We use system properties to override the application configuration, when running on Heroku. Since Heroku provides a PostgreSQL database, we need to add the required driver to our application dependencies. 

Specify it into the `project/Build.scala` file:

```
val appDependencies = Seq(
  "postgresql" % "postgresql" % "8.4-702.jdbc4"
)
```

> **Note:** Read more about [[Dependencies management|SBTDependencies]].

Heroku uses **git** to deploy your application.
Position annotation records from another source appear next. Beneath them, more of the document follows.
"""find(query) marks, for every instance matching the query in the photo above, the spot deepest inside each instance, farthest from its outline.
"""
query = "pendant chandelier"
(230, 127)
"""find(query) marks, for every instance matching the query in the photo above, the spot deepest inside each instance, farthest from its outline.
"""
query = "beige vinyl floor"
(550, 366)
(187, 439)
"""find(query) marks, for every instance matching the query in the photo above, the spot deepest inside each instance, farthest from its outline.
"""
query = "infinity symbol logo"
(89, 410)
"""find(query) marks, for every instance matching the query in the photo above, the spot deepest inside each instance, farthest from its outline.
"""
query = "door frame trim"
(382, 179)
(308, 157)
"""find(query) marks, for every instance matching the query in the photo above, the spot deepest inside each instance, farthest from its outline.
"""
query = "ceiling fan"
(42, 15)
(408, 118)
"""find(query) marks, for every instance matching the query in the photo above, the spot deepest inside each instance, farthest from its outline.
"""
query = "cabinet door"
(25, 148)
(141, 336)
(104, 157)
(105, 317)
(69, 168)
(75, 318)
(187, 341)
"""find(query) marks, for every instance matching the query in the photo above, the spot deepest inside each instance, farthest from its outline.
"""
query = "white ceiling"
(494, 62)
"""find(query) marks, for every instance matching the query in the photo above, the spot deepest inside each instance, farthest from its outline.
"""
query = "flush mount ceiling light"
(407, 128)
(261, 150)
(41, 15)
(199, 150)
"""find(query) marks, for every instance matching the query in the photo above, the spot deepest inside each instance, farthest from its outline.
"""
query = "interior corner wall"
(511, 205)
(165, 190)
Let’s initialize the git repository:

```
$ git init
$ git add .
$ git commit -m "init"
```

Now we can create the application on Heroku:

```
$ heroku create --stack cedar

Creating warm-frost-1289... done, stack is cedar
http://warm-1289.herokuapp.com/ | git@heroku.com:warm-1289.git
Git remote heroku added
```

And then deploy it using simple `git push heroku master`:

```
$ git push heroku master

Counting objects: 34, done.
Delta compression using up to 8 threads.
Compressing objects: 100% (20/20), done.
Writing objects: 100% (34/34), 35.45 KiB, done.
Total 34 (delta 0), reused 0 (delta 0)

-----> Heroku receiving push
-----> Scala app detected
-----> Building app with sbt v0.11.0
-----> Running: sbt clean compile stage
       ...
-----> Discovering process types
       Procfile declares types -> web
-----> Compiled slug size is 46.3MB
-----> Launching... done, v5
       http://8044.herokuapp.com deployed to Heroku

To git@heroku.com:floating-lightning-8044.git
* [new branch]      master -> master
```

Heroku will build your application and deploy it to a node somewhere on the cloud. You can check the state of the application’s processes:

```
$ heroku ps

Process       State               Command
------------  ------------------  ----------------------
web.1         up for 10s          target/start
```

It’s started, you can now open it in your browser. 

> Your first application is now up and running in production!